The seventh month is the same as Tishri. For ancient Israel (as well as the modern Jewish religion), the first convocation of the year began on Tishri 1, today called Rosh Hashanah. The second High Day was celebrated on Tishri 10 and corresponded to the modern Jewish High Holy Day called Yom Kippur. For those years celebrated as Jubilees, this was the critical day. The previous Jubilees had been in 1210 BCE (when Moses was released from prison, according to Jasher, and when he encountered the burning bush), in 1160 BCE when the land was allocated, and in 1110 BCE, the second year of David’s reign.

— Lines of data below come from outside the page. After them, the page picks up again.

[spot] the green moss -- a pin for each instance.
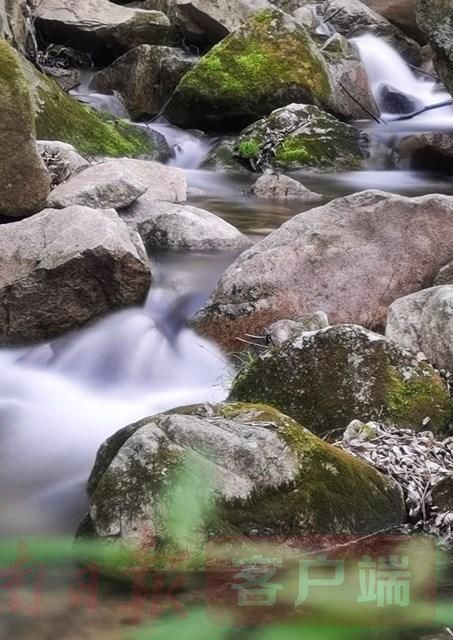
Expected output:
(334, 493)
(265, 64)
(301, 136)
(14, 88)
(59, 117)
(411, 401)
(249, 148)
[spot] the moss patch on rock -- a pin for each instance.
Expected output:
(333, 494)
(301, 136)
(329, 378)
(256, 470)
(60, 117)
(269, 62)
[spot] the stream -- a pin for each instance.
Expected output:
(60, 401)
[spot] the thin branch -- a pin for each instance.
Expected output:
(439, 105)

The third High Day of the month of Tishri was the Feast of Succoth, celebrated from the fifteenth to the twenty-first. Then a fourth festival was celebrated on the twenty-second, called the Eighth Day. This was the actual day of the dedication of the temple: “On the eighth day he sent the people away: and they blessed the king, and went unto their tents joyful and glad of heart for all the goodness that the LORD had done for David his servant, and for Israel his people” (1 Kings 8:66 [KJV]).